2) Anteriormente, escrevi e publiquei em Rebelion.org, um longo texto sobre a relação entre o cinema estadunidense e a violência do sistema. Neste texto, que se intitulava El pastiche de la violencia, la violencia del pastiche: la reescritura de la historia en la nueva película de Tarantino, procurei analisar a função do pastiche na representação da violência no filme de Quentin Tarantino “Inglourious Basterds” (Maldito Bastardos).  Aqui está o devido link:

3) Não devemos esquecer que a violência do oprimido é sempre uma reação e a última resposta à violência do Estado ou de  suas instituições (as forças armadas, a policia, o sistema penitenciário , etc) a serviço do sistema capitalista dominante.

2 comentários:

Jonga Olivieri disse...

Todas os ensaios do Professor Jorge Moreira são excelentes e embasados em profundidade.

Colaborador em meu blogue "Novas Pensatas", fico feliz quando recebo um de seus artigos, o que só vem enriquecer a minha publicação.

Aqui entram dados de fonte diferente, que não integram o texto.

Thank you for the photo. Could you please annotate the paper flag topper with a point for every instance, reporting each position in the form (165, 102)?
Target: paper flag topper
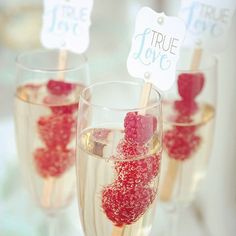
(207, 22)
(66, 24)
(155, 47)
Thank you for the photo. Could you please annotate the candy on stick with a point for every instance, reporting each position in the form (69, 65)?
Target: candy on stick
(62, 29)
(153, 57)
(207, 23)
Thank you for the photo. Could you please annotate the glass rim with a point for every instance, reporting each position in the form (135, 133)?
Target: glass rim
(108, 108)
(19, 63)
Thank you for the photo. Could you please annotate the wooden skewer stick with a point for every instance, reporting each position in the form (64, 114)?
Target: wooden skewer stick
(173, 167)
(62, 62)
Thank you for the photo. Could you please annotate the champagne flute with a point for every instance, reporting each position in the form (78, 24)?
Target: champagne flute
(188, 128)
(46, 107)
(118, 159)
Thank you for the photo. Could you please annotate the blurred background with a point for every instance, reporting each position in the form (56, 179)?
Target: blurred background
(213, 212)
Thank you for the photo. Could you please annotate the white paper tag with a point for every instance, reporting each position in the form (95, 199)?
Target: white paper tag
(66, 24)
(155, 47)
(207, 22)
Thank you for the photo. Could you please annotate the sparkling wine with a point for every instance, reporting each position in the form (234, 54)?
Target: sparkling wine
(45, 130)
(102, 184)
(186, 151)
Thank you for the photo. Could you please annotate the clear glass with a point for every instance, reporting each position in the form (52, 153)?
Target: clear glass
(188, 130)
(46, 108)
(118, 159)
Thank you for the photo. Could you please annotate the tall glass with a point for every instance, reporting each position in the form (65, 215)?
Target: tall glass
(188, 128)
(46, 107)
(118, 159)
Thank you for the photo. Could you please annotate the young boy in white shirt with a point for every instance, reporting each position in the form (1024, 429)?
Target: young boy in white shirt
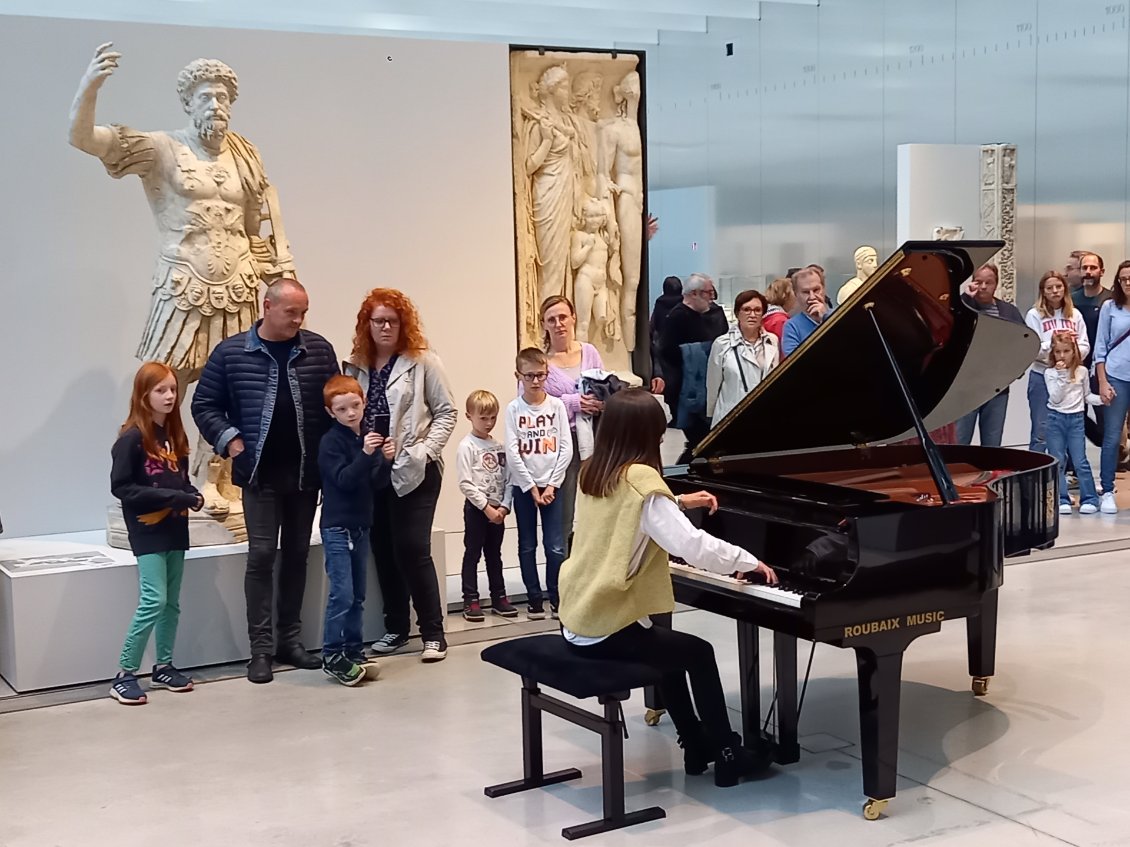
(539, 448)
(480, 465)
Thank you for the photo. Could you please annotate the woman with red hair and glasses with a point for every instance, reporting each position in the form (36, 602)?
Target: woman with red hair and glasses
(407, 400)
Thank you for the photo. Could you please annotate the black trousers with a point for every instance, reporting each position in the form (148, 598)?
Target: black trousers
(481, 539)
(677, 655)
(401, 541)
(1093, 427)
(278, 522)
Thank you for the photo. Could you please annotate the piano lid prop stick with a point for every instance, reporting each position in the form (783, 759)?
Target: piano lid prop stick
(946, 489)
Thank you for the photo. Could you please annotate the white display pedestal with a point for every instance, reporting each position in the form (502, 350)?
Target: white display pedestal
(63, 625)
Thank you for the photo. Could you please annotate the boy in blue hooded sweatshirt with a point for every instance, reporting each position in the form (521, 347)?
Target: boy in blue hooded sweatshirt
(349, 463)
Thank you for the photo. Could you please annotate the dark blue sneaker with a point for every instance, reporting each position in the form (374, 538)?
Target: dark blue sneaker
(168, 677)
(127, 690)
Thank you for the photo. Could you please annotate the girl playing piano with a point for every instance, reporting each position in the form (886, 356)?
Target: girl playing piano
(617, 575)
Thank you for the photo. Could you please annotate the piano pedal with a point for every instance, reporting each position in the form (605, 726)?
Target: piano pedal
(874, 808)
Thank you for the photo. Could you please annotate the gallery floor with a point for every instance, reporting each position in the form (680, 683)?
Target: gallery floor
(402, 761)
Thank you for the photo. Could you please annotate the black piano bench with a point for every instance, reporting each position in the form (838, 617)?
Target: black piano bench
(547, 660)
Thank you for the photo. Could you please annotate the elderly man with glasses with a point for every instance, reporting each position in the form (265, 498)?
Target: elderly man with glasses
(688, 332)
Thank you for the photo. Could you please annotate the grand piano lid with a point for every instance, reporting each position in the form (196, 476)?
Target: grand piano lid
(837, 387)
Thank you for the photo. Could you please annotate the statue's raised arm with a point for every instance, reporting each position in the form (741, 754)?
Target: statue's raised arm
(84, 133)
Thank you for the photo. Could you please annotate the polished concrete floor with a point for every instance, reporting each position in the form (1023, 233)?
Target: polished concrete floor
(1044, 759)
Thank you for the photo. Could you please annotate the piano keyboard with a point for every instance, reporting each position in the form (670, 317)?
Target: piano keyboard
(772, 593)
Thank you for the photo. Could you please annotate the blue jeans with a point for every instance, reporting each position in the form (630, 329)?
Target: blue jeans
(1066, 439)
(1113, 416)
(553, 542)
(1037, 411)
(346, 561)
(992, 421)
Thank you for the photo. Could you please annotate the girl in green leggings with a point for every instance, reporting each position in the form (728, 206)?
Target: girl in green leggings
(149, 476)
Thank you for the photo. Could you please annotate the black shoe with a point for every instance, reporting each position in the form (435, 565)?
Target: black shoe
(697, 751)
(736, 761)
(259, 669)
(297, 656)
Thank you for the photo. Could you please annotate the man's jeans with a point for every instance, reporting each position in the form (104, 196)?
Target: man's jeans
(346, 561)
(270, 514)
(1037, 411)
(553, 542)
(1113, 416)
(991, 418)
(1066, 439)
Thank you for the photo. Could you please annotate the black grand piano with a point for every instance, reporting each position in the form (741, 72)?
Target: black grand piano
(827, 472)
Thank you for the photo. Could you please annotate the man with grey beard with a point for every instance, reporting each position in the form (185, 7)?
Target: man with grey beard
(210, 200)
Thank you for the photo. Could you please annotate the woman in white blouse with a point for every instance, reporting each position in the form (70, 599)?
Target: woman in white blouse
(741, 358)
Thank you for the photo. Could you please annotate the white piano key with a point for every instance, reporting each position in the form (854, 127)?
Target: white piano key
(781, 596)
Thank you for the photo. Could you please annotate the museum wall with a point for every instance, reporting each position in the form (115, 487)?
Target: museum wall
(392, 162)
(799, 129)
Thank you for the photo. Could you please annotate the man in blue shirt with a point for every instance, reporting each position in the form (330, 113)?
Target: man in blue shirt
(808, 286)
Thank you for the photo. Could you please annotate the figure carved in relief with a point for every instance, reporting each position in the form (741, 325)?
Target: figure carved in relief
(210, 200)
(619, 168)
(597, 282)
(552, 146)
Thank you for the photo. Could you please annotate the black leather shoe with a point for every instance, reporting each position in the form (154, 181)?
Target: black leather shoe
(259, 669)
(697, 751)
(736, 761)
(297, 656)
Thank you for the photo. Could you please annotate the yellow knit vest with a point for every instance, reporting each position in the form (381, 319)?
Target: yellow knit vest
(597, 596)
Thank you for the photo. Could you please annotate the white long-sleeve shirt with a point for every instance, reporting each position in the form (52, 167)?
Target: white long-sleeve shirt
(1048, 326)
(481, 470)
(1066, 396)
(539, 445)
(663, 522)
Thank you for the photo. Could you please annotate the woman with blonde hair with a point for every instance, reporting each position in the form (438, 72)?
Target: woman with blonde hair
(782, 302)
(1052, 313)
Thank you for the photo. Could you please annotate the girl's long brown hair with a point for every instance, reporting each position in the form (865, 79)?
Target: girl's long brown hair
(1042, 308)
(146, 380)
(631, 429)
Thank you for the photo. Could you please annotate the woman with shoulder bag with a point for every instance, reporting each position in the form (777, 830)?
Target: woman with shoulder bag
(741, 358)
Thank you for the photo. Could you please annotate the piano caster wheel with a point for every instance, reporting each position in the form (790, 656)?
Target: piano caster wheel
(874, 808)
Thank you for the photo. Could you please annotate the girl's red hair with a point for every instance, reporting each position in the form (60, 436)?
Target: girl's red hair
(411, 332)
(146, 380)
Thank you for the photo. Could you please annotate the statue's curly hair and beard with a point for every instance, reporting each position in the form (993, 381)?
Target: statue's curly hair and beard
(213, 125)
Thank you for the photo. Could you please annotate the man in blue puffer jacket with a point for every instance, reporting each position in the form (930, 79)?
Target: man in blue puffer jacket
(259, 402)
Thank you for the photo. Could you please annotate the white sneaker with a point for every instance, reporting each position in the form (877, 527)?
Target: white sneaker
(434, 652)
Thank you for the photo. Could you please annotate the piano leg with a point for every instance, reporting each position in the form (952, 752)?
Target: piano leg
(784, 656)
(981, 632)
(652, 700)
(749, 675)
(879, 689)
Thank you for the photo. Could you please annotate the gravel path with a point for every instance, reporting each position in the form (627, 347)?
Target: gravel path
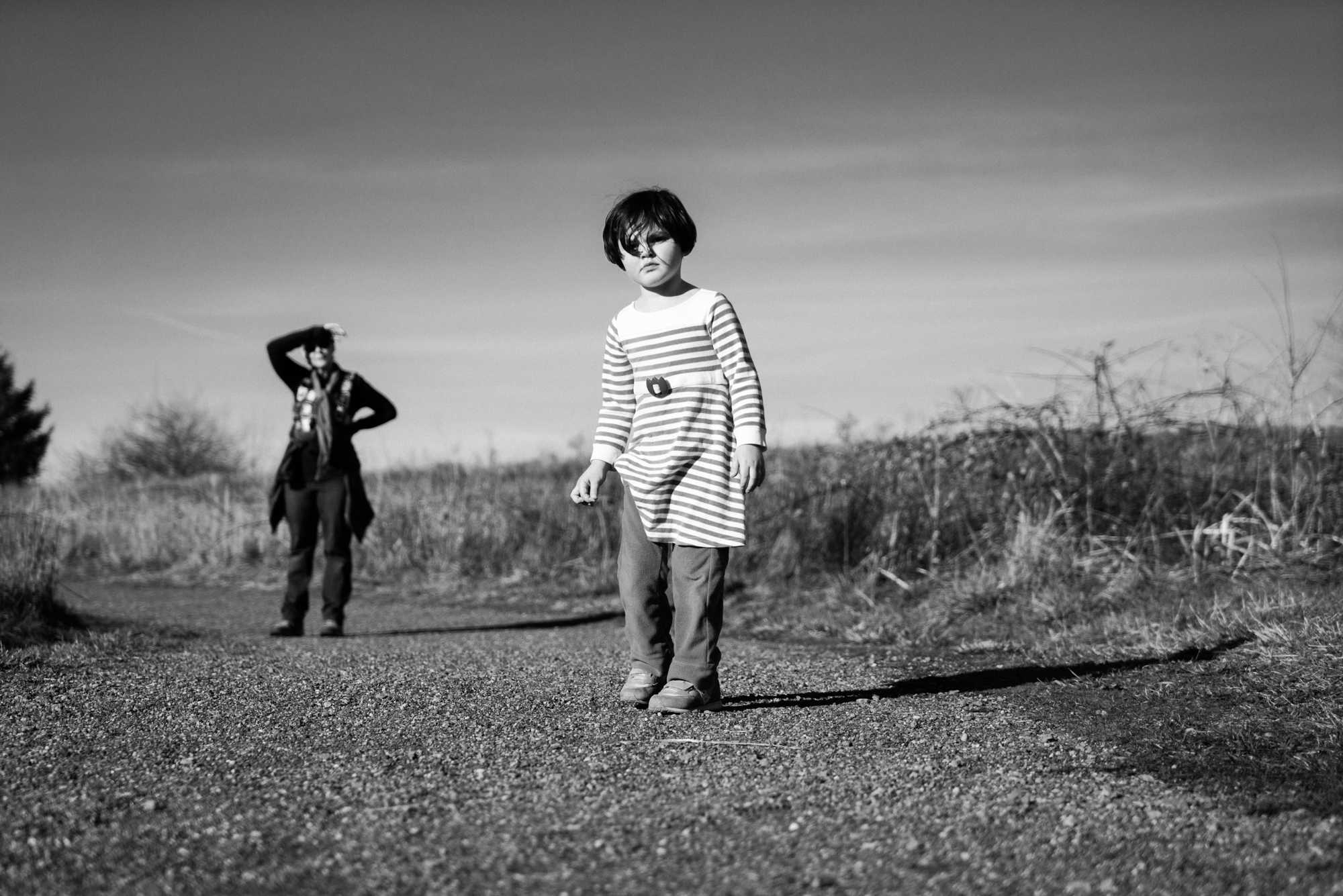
(500, 761)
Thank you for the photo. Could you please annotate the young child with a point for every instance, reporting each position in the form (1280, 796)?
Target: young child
(683, 421)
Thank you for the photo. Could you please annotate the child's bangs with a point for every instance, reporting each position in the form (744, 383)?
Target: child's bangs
(636, 228)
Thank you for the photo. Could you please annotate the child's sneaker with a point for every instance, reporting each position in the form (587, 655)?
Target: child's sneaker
(640, 686)
(683, 697)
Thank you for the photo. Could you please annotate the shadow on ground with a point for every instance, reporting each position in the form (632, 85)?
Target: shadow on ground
(566, 621)
(977, 681)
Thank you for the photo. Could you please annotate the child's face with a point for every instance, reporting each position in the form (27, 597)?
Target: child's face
(656, 259)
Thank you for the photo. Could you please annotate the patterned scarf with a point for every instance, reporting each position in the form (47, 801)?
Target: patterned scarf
(323, 420)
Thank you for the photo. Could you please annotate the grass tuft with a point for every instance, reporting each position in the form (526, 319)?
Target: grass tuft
(29, 573)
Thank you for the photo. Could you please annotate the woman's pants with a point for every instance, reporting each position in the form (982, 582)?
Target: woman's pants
(304, 507)
(674, 603)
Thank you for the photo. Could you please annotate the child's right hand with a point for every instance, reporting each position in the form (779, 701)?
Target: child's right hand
(590, 483)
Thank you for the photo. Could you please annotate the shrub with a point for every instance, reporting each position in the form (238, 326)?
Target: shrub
(173, 439)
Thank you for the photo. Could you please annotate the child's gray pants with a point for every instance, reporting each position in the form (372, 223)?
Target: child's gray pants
(678, 635)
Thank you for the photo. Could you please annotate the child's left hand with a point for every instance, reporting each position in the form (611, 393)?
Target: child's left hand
(749, 467)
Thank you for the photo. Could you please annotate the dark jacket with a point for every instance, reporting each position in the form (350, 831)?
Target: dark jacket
(359, 513)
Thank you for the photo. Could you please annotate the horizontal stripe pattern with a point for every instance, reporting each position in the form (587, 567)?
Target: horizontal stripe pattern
(675, 454)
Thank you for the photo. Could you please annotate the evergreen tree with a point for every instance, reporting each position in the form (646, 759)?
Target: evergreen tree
(24, 443)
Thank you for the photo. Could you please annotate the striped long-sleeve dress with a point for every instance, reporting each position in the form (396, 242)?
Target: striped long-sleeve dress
(679, 393)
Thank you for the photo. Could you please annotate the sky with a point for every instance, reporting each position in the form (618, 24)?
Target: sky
(900, 199)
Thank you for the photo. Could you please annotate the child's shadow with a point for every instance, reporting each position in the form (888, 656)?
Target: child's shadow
(977, 681)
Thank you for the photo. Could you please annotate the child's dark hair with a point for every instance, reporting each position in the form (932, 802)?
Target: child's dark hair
(641, 209)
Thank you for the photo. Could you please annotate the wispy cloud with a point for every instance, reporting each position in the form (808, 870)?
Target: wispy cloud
(220, 336)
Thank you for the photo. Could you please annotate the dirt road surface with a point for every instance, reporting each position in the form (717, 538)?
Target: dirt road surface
(480, 752)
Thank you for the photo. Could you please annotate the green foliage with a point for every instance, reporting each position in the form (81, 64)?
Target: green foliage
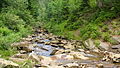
(90, 31)
(93, 3)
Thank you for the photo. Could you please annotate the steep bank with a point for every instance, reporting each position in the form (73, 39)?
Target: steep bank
(43, 49)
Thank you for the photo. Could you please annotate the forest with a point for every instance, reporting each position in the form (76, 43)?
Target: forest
(72, 19)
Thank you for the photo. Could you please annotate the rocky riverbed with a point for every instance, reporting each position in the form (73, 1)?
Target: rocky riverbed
(46, 50)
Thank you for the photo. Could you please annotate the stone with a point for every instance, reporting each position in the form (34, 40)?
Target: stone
(99, 65)
(116, 47)
(23, 56)
(117, 38)
(21, 44)
(18, 60)
(89, 44)
(34, 57)
(77, 55)
(104, 46)
(54, 52)
(6, 63)
(72, 65)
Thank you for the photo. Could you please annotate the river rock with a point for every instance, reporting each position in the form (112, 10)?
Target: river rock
(72, 65)
(117, 38)
(7, 64)
(34, 57)
(23, 56)
(18, 60)
(78, 55)
(112, 56)
(89, 44)
(21, 44)
(104, 46)
(116, 47)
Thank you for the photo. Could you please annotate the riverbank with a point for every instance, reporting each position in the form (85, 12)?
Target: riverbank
(43, 49)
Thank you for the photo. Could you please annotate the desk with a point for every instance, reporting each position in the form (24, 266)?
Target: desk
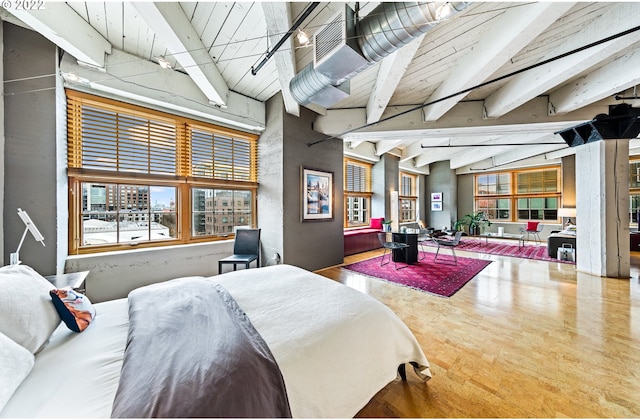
(410, 254)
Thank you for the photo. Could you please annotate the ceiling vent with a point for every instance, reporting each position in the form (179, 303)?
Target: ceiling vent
(345, 47)
(336, 54)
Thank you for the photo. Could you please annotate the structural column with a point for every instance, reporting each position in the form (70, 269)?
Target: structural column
(602, 195)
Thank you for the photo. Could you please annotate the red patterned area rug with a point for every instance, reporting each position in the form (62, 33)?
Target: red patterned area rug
(442, 278)
(528, 251)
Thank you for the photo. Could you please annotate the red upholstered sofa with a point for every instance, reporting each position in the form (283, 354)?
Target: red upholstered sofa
(361, 239)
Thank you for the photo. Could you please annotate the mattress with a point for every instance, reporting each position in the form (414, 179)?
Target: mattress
(336, 348)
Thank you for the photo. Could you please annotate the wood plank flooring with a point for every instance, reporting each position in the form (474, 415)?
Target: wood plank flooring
(523, 339)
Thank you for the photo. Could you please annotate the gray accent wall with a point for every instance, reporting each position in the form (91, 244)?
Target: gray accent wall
(271, 185)
(569, 181)
(310, 245)
(30, 145)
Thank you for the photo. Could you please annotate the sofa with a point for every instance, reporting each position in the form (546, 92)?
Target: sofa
(362, 239)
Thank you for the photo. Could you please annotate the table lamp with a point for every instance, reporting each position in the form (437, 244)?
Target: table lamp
(14, 258)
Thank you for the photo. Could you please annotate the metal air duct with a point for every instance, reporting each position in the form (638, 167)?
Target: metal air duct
(337, 56)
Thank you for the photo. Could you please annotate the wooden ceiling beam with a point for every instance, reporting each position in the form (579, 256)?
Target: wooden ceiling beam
(61, 25)
(278, 18)
(528, 85)
(505, 37)
(170, 24)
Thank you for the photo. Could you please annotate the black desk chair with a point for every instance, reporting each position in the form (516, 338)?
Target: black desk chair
(423, 237)
(246, 249)
(382, 237)
(450, 244)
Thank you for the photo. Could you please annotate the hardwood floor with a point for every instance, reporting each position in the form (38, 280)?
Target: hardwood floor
(523, 339)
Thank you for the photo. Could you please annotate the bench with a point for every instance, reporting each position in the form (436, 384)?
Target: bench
(362, 239)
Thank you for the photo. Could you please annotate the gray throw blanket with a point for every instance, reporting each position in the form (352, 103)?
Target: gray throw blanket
(192, 352)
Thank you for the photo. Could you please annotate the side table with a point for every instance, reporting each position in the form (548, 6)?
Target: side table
(75, 280)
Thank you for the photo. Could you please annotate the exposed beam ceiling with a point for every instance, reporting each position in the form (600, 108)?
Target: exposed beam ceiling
(278, 18)
(170, 23)
(61, 25)
(507, 34)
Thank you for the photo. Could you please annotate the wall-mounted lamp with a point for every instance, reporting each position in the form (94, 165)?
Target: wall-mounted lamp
(303, 38)
(567, 213)
(14, 258)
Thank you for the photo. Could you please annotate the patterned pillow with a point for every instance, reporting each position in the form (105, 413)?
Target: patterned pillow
(26, 314)
(74, 308)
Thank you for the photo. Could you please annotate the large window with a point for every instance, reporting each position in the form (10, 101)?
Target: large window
(357, 192)
(634, 191)
(408, 197)
(146, 178)
(519, 196)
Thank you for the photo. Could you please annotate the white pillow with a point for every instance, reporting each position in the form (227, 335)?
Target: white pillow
(27, 314)
(15, 364)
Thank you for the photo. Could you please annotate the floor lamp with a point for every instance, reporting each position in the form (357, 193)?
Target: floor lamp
(14, 258)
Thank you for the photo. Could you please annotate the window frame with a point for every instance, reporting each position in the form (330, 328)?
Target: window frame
(365, 194)
(183, 179)
(513, 195)
(411, 199)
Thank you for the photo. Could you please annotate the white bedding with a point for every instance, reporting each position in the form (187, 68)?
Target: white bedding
(335, 346)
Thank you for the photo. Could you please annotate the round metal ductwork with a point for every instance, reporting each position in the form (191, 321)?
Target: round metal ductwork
(386, 29)
(392, 25)
(307, 83)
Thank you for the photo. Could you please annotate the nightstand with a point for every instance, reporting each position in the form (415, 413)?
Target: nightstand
(75, 280)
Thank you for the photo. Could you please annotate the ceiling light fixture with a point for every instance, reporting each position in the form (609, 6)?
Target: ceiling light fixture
(164, 63)
(291, 31)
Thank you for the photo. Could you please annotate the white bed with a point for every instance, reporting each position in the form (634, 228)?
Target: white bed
(336, 348)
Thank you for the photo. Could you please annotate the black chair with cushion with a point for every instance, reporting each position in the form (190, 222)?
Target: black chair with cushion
(424, 236)
(391, 246)
(246, 249)
(448, 243)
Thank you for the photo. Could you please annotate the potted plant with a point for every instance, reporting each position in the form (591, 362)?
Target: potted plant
(476, 221)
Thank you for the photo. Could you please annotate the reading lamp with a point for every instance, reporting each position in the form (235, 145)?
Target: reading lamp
(29, 226)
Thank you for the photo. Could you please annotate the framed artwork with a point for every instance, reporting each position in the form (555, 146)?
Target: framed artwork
(316, 195)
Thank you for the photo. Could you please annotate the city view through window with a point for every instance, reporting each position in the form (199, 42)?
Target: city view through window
(113, 213)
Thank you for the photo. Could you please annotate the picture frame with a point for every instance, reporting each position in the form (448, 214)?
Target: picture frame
(316, 195)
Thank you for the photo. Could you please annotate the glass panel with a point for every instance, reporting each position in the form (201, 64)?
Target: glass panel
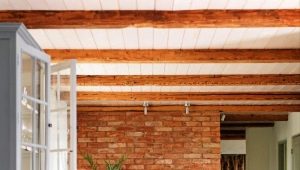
(60, 141)
(40, 80)
(27, 70)
(40, 124)
(27, 109)
(26, 157)
(40, 158)
(60, 160)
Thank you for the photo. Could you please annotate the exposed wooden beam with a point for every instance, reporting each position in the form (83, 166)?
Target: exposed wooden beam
(233, 135)
(256, 117)
(188, 80)
(176, 56)
(172, 108)
(185, 96)
(157, 19)
(246, 124)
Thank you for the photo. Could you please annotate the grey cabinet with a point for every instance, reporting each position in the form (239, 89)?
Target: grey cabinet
(25, 97)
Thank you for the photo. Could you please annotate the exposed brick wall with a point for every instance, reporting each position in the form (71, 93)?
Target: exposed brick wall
(159, 141)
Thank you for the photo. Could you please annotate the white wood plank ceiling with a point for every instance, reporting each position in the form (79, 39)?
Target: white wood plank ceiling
(145, 4)
(175, 38)
(152, 38)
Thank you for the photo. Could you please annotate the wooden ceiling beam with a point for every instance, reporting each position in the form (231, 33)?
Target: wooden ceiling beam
(157, 19)
(176, 56)
(172, 108)
(233, 135)
(256, 117)
(185, 96)
(246, 124)
(188, 80)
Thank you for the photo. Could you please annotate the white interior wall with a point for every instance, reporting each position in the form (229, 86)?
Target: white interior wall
(260, 149)
(233, 147)
(262, 143)
(286, 131)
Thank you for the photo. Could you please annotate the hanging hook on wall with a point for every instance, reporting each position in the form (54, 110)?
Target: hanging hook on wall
(223, 116)
(145, 104)
(187, 107)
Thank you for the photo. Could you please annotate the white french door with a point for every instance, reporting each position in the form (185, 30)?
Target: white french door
(34, 110)
(62, 134)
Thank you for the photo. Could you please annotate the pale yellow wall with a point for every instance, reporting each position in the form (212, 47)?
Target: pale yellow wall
(259, 148)
(286, 131)
(262, 143)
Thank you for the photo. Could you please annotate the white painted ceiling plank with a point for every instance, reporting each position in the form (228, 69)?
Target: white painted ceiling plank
(234, 38)
(182, 69)
(190, 38)
(161, 37)
(145, 38)
(101, 38)
(56, 38)
(217, 4)
(42, 39)
(71, 38)
(158, 69)
(146, 69)
(134, 69)
(249, 38)
(264, 36)
(219, 38)
(294, 39)
(116, 39)
(281, 39)
(171, 68)
(175, 38)
(205, 37)
(86, 38)
(131, 38)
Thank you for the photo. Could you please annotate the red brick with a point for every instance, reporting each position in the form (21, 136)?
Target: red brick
(153, 123)
(168, 129)
(158, 141)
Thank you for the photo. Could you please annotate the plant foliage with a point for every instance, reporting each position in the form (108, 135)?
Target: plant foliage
(90, 161)
(117, 165)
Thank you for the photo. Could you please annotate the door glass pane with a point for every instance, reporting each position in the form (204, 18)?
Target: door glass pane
(282, 156)
(40, 80)
(33, 113)
(26, 153)
(27, 74)
(60, 142)
(296, 153)
(27, 109)
(40, 125)
(39, 156)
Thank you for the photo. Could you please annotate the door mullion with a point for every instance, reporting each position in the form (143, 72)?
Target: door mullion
(34, 138)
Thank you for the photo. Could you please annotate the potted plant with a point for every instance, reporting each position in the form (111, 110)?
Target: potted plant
(117, 165)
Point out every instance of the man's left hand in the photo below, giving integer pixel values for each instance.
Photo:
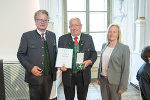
(87, 63)
(120, 92)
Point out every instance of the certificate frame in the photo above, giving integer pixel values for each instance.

Parabens tambem para o Setaros's Blog pela brilhante contribuição deste emérito pensador marxista!

Francisco Sobreira disse...

Discordo de que Cidadão Kane seja um filme político. Na verdade, o filme de Welles é a história de vida de um homem que, em dado momento, tenta ingressar na política, mas é logo impedido em razão de um envolvimento amoroso que Kane tem quando já era casado. Aliás, o crítico Moniz Vianna, pouco tempo antes de morrer, disse que era difícil definir o gênero de Cidadão Kane. A política, a meu ver, no filme é um assunto que é abordado apenas como uma faceta da ambição pelo poder do personagem, e, assim, de maneira rápida.